In the VWTV producers’ views, they are able to produce their series in this virtual world because of how they have connected with others, been able to be creative, and felt the sense of community at different levels of their second lives. Across these different thematic dimensions, we can find similarities and differences for how those same themes apply to traditional television production, distribution and exhibition. An explanation for the perceived similarities could be human nature: how we struggle to find ways to express ourselves with and against the elements, and how we reach out to connect to others and find a community of like-minded individuals who share our passions. Explaining the differences, then, could be seen in how the technological construction of the virtual world permits and promotes such human nature, allowing for more connections, more creativity, and more community. Additionally,anotherdifference is the lack of an institutionalized production industry within the virtual world which permits more participation from people who before might not have had access to the production process. But the lack of this political-economic structure in Second Life did not necessarily create the producers; instead, people with the agency and ambition to produce became aware of this lack inworld, and individually and collectively took advantage of the situation.

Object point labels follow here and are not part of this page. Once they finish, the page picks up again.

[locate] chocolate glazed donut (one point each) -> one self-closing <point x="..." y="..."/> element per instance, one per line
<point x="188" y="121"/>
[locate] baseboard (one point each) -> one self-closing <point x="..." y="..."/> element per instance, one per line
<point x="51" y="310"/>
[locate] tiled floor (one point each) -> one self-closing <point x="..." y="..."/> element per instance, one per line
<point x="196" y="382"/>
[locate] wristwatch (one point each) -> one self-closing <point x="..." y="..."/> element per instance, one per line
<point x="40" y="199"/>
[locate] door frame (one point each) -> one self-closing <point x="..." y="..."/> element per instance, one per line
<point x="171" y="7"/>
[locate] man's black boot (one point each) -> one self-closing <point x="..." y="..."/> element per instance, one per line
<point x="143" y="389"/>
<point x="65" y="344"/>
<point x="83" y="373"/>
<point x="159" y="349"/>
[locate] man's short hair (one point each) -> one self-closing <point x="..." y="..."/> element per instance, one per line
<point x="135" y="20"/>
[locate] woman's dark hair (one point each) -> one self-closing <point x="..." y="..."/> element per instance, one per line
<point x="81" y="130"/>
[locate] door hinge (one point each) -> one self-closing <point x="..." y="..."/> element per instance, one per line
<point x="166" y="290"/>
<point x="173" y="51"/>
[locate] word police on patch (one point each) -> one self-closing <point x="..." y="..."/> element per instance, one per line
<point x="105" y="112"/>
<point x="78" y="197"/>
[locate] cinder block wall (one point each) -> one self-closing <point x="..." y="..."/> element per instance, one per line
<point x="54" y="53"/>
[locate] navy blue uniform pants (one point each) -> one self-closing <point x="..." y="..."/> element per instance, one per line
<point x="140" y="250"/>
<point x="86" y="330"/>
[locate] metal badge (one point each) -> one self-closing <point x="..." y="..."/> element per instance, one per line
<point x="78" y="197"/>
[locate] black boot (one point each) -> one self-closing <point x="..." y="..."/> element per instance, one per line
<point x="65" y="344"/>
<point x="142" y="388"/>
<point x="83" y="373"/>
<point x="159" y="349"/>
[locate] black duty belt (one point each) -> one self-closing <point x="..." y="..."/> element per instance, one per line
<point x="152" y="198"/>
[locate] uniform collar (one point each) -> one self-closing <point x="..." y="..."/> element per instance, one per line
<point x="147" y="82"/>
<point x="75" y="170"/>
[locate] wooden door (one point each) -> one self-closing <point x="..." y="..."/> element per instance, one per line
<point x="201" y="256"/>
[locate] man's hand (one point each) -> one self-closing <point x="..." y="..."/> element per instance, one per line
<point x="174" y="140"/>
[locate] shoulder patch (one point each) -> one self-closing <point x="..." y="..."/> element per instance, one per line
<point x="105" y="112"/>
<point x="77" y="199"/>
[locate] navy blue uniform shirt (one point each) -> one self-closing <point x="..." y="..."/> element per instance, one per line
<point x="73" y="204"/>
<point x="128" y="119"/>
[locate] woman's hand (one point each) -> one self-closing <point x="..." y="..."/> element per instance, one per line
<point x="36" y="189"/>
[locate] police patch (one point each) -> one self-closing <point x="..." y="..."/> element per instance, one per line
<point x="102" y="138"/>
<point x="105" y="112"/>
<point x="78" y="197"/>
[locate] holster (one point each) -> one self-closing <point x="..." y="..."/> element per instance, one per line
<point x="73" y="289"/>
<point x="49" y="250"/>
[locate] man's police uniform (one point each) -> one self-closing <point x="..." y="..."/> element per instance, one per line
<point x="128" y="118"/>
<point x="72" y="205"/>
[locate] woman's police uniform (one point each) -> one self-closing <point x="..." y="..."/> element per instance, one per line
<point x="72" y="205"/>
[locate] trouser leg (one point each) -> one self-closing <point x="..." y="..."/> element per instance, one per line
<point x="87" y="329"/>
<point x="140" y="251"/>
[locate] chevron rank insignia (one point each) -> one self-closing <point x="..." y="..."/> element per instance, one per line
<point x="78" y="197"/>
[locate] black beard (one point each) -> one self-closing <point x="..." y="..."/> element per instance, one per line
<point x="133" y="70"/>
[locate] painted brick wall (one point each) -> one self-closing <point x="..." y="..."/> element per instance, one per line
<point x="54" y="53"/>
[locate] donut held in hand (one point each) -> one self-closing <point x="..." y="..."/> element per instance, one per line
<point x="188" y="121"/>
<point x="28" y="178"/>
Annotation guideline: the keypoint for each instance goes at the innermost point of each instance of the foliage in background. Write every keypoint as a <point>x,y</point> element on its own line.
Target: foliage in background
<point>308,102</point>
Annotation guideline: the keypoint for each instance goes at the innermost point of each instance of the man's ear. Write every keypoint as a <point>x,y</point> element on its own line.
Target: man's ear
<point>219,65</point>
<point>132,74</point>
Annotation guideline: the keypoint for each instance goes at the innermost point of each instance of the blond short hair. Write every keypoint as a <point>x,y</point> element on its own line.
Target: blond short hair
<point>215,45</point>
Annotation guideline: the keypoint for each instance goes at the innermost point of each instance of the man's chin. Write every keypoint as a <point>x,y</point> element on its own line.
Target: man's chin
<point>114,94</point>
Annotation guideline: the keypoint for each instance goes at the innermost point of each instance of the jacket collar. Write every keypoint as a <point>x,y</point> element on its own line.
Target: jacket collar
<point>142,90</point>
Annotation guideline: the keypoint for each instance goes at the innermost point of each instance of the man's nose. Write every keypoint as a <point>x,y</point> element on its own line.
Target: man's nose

Overall,Second Life is but one example of the technologies that arose with the paradigmatic shift to Web 2.0. The themes of connectivity, creativity and community have become defining characteristics of such Web 2.0 technologies, from Facebook to YouTube. What makes the activities in Second Life unique is that the virtual world allows for user-generated production as well as distribution, exhibition and consumption of the users’ creative visions. For the most part, as the VWTV producers acknowledged, they are not transgressing the content and genres, styles and formats of traditional television. While Second Life affords the production of experimental, avant-garde content, no one interviewed has been producing such content, with the closest being the racing of giant snails. Additionally, the producers are not transgressing traditional power dynamics, since they still occupy and differentiate the identities and positions of producers, crew, and audience. What the VWTV producers are transgressing is the notion that, given their circumstances in the all-encompassing physical world, all they can be is audience. The producers’ relationship to Second Life is as the audience for and users of that particular media product; the same relationship they would have to the television shows produced in the physical world. However, upon entering the virtual world, these users find the ability to connect, to create and to commune helping them to produce their own television programs. They are no longer just “audience to television”; they are able to change their position to “producer of television”. The technology of this social medium permits this transgressing but it does not require it. What is required for the transgression is the human desire to connect, to create, and to commune.